The number of new claims does continue to decline week to week, but it seems to be flattening towards its current statistic considering it’s only down 10,000 from the week prior.

Compare this to the change week to week in late April, where the rate was dropping hundreds of thousands week to week. This is also still significantly higher than past unemployment numbers, pre-pandemic new unemployment claims sat consistently between 200,000 and 220,000.

The official unemployment rate is 11.1 %, down from its highest of  14.7% in April — the highest since the tail end of the Great Depression. Millions of additional people have joined the ranks of the unemployed since then.

A Federal Reserve survey found 20% of people who were working in February had been furloughed or laid off in March or early April. The job cuts were concentrated among lower-wage workers. In households making less than $40,000, nearly 40% said they were out of work.

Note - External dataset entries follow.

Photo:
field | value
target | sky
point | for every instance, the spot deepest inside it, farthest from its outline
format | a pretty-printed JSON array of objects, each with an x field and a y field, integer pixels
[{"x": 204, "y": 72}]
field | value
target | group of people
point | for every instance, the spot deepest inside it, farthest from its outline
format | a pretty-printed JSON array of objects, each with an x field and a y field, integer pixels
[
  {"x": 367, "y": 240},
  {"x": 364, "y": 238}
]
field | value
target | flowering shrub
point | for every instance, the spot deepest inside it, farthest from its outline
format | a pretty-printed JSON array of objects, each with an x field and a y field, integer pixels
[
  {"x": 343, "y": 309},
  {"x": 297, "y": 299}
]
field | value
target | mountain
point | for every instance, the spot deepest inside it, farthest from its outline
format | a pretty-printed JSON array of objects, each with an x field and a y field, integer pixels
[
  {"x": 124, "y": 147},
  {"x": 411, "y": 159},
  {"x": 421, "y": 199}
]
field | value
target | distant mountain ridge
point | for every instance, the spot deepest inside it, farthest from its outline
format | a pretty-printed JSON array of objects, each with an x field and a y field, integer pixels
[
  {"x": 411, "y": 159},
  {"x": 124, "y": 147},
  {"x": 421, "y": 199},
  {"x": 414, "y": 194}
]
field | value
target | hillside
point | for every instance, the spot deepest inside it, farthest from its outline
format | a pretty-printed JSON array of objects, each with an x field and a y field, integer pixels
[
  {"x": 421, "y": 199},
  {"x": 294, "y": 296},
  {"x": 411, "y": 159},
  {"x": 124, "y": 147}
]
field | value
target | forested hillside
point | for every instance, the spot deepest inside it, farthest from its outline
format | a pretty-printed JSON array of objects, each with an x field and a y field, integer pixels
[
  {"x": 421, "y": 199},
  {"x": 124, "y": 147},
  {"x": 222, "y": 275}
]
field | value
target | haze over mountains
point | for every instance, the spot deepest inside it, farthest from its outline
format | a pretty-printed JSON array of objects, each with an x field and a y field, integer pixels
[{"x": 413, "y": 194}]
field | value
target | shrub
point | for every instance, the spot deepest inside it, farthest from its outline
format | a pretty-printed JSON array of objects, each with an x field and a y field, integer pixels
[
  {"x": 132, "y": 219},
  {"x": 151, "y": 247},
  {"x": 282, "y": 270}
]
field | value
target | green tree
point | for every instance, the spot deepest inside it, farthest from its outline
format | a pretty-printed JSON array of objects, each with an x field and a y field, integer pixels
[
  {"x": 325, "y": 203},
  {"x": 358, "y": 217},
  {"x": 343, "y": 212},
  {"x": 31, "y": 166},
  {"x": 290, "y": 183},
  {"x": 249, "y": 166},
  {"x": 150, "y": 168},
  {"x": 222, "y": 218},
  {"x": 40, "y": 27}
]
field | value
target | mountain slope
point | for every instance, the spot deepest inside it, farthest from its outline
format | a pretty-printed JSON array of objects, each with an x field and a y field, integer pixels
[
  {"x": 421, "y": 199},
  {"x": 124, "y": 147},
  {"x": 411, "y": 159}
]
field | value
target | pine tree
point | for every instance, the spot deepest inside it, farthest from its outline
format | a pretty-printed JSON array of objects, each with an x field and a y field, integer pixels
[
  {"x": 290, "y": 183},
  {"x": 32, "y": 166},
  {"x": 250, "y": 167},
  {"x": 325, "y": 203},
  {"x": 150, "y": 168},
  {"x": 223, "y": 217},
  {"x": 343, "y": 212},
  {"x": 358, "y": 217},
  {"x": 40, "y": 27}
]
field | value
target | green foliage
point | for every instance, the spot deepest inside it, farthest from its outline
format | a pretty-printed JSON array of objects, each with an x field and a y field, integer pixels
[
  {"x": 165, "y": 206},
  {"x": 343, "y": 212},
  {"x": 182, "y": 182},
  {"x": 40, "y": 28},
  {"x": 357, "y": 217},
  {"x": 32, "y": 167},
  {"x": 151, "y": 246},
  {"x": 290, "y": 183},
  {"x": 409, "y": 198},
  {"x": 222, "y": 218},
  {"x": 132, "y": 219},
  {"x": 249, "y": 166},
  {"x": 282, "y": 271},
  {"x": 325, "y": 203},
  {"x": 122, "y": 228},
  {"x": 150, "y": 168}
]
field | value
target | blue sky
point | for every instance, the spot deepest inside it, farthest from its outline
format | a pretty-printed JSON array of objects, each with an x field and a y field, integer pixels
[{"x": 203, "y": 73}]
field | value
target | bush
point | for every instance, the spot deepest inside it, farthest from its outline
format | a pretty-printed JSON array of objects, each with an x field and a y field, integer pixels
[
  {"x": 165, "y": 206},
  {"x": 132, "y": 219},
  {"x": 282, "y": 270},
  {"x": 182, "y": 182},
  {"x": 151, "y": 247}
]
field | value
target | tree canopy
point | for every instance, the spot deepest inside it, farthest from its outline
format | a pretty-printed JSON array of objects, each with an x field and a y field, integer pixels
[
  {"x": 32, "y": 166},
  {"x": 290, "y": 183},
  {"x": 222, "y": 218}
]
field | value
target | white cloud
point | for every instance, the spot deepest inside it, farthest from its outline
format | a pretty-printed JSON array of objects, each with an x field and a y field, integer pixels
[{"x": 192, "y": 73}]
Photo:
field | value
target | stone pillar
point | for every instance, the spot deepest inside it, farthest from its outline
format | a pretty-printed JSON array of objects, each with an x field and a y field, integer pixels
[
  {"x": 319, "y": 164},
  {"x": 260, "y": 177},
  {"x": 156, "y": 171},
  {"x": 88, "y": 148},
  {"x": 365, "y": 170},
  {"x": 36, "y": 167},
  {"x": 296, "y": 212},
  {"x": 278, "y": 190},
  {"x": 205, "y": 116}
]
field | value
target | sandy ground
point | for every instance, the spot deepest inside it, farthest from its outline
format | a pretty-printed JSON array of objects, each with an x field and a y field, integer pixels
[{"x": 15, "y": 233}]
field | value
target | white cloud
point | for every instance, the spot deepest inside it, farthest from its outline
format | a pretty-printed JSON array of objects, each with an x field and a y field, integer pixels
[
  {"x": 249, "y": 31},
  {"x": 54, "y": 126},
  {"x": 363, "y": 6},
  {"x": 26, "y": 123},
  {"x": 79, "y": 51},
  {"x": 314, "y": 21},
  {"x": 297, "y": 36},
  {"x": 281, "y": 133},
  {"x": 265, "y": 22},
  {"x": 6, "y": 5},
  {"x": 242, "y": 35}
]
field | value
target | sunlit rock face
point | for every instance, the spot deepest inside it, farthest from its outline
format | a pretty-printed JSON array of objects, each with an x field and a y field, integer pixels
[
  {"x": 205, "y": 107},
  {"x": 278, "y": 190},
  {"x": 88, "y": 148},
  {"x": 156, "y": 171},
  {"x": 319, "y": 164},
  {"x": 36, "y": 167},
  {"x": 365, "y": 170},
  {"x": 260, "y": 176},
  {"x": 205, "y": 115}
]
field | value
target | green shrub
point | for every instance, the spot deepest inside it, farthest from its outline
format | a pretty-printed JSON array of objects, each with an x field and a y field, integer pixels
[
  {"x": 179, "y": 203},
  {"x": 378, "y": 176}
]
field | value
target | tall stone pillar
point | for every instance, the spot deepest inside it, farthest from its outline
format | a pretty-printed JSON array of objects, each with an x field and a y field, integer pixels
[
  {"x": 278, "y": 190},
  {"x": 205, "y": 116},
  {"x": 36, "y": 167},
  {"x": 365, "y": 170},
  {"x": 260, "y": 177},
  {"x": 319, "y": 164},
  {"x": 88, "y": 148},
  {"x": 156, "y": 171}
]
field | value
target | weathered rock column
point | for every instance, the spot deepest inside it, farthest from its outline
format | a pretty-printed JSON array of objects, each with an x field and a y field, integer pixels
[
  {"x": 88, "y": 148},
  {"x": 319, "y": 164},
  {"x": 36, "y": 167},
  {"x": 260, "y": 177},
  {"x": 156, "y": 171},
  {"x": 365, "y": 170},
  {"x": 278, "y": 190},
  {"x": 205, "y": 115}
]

As high as this number is, it doesn’t capture the full extent of the pandemic’s economic fallout. This is partly because the number of new claims doesn’t consider those who have gone back to work since March, either because they wanted to or they were forced to in order to afford rent without unemployment benefits.

The Department of Labor has a different statistic to measure continued unemployment claims. As of July 11th, that number is at 17,338,000. At the pandemic’s highest (May 5th, 2020,) it was at 24,912,000.